Appeal by defendant from an order of the district court for Polk county, Mills, J., presiding, overruling his demurrer to the complaint.

Order reversed.

Knute Nelson, for appellant.

A. A Miller, for respondent.

OPINION

Mitchell, J.

In an action to set aside a conveyance executed in fraud of creditors, the plaintiff must, in his complaint, state facts showing that he occupies a status entitling him to assail the conveyance on the ground of the fraud; that he himself is a creditor, or that he occupies a representative capacity which gives him the right, in behalf of creditors to assail it. None but creditors, or those whom the law recognizes as their representatives, can assail such conveyances. The grantor himself cannot do it. Neither could his heirs, assigns, or personal representatives do so, being considered as merely standing in his shoes.
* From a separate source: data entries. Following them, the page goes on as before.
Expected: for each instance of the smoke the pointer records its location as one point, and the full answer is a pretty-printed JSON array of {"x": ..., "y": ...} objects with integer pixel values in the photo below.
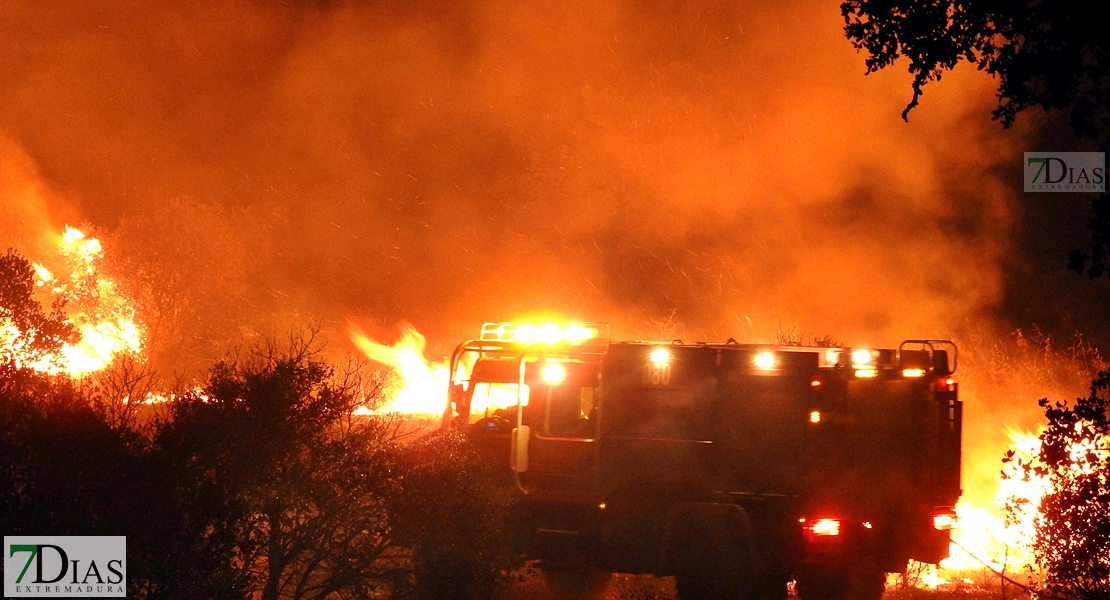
[{"x": 450, "y": 163}]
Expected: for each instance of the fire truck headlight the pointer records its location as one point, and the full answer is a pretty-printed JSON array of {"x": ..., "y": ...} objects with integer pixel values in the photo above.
[
  {"x": 553, "y": 374},
  {"x": 944, "y": 521},
  {"x": 765, "y": 359},
  {"x": 863, "y": 357},
  {"x": 824, "y": 527},
  {"x": 659, "y": 356}
]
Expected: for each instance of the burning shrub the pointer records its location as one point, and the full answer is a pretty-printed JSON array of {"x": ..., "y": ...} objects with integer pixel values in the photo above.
[
  {"x": 1072, "y": 539},
  {"x": 276, "y": 491},
  {"x": 28, "y": 334}
]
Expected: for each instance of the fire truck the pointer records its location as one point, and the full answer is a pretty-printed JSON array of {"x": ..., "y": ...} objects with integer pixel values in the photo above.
[{"x": 736, "y": 468}]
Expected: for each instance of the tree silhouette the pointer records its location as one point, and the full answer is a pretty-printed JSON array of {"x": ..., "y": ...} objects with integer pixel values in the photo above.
[
  {"x": 1072, "y": 540},
  {"x": 1045, "y": 54},
  {"x": 40, "y": 334},
  {"x": 276, "y": 489}
]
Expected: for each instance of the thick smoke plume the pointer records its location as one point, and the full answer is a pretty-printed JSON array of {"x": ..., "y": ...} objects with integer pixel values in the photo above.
[{"x": 693, "y": 170}]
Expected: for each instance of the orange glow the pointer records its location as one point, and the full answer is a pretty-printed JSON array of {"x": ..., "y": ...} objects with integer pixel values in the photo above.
[
  {"x": 765, "y": 359},
  {"x": 104, "y": 319},
  {"x": 553, "y": 374},
  {"x": 944, "y": 521},
  {"x": 861, "y": 357},
  {"x": 825, "y": 527},
  {"x": 421, "y": 386},
  {"x": 659, "y": 356}
]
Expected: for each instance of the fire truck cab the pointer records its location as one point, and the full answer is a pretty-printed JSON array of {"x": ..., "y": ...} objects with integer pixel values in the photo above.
[{"x": 734, "y": 467}]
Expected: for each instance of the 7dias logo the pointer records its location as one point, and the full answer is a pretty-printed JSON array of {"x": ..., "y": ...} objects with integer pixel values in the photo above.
[
  {"x": 57, "y": 566},
  {"x": 1066, "y": 172}
]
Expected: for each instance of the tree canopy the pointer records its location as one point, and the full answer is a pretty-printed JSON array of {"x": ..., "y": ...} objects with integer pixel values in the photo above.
[
  {"x": 1046, "y": 54},
  {"x": 1072, "y": 528}
]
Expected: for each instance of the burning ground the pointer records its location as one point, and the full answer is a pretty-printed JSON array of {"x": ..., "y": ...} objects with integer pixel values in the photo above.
[{"x": 695, "y": 170}]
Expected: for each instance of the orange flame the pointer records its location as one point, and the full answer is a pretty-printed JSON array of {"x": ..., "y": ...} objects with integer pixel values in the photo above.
[
  {"x": 103, "y": 318},
  {"x": 421, "y": 386}
]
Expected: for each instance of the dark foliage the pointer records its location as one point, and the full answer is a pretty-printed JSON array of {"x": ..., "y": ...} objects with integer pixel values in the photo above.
[
  {"x": 41, "y": 333},
  {"x": 272, "y": 479},
  {"x": 1045, "y": 54},
  {"x": 1072, "y": 542},
  {"x": 456, "y": 517}
]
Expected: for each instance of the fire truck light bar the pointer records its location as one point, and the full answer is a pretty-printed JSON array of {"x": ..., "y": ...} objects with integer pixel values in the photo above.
[{"x": 547, "y": 333}]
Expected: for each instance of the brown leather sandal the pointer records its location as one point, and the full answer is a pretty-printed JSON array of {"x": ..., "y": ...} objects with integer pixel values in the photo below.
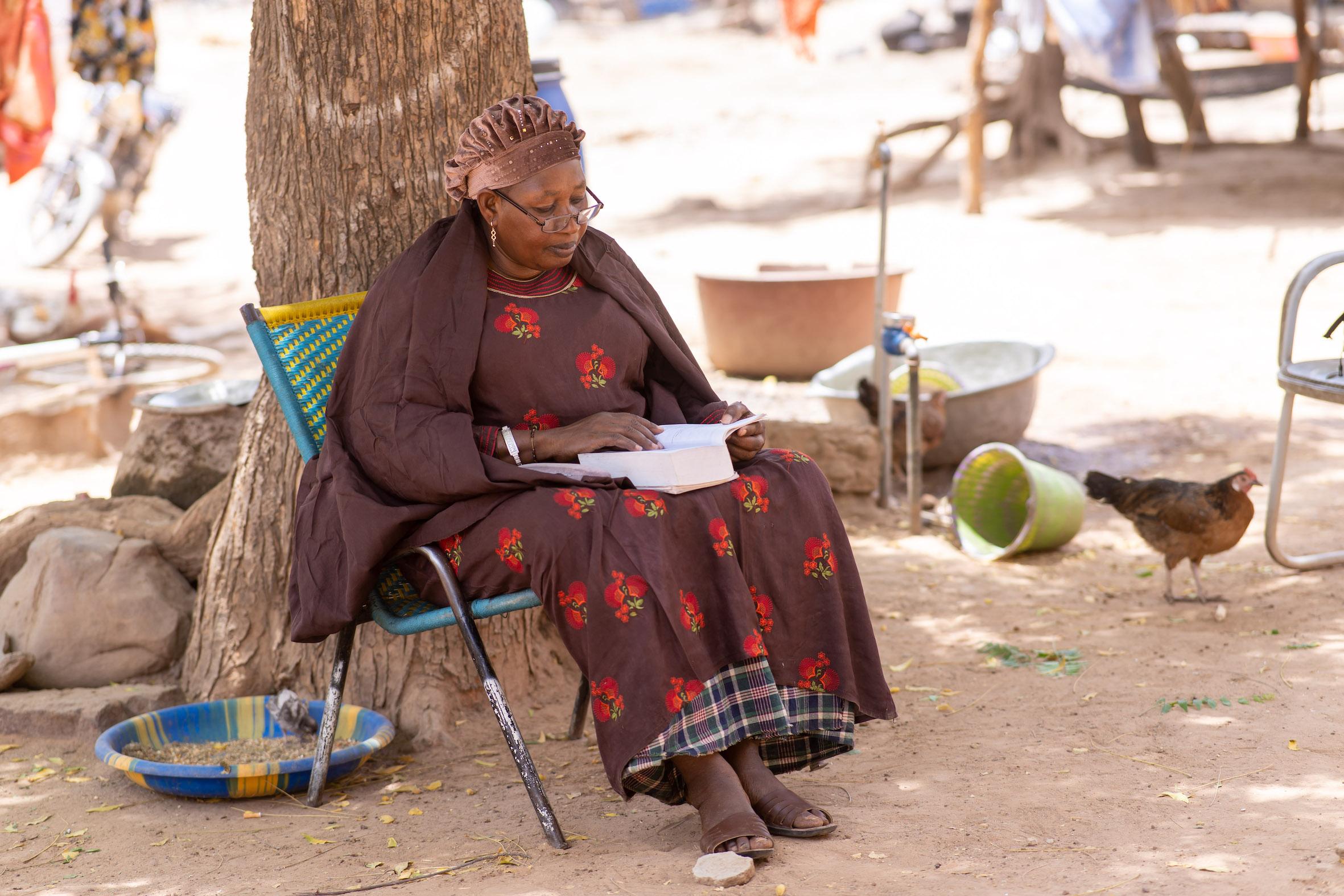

But by statute the executor or administrator of an insolvent estate, the assignee of an insolvent debtor under a general assignment for the benefit of creditors, or the assignee or receiver of the property of such a debtor under the "insolvent law," and a receiver appointed in proceedings supplementary to execution are authorized to maintain such actions; they being considered, for such purpose, the representatives of the creditors prosecuting the action in their behalf. But they must allege the facts giving them this right. In the present case the only allegation in the complaint, in that regard, is that the plaintiff was, "by order of this court made and now on file in the office of the clerk thereof, appointed receiver of all the property of every kind belonging to Fred Buse," the grantor in the conveyance assailed. But the word "receiver" is a very general term. There are a great many kinds of receivers, appointed in a great variety of suits and special proceedings, for many different purposes, and clothed with very different powers. Prima facie, and as a general rule, a receiver succeeds to and is vested with only the rights and property of the person over whose estate, or some part thereof, he is appointed, and does not hold or acquire the right to maintain an action to set aside a conveyance made by the person over whose estate he has been appointed which the grantor himself could not have maintained. If he is a receiver of such a kind...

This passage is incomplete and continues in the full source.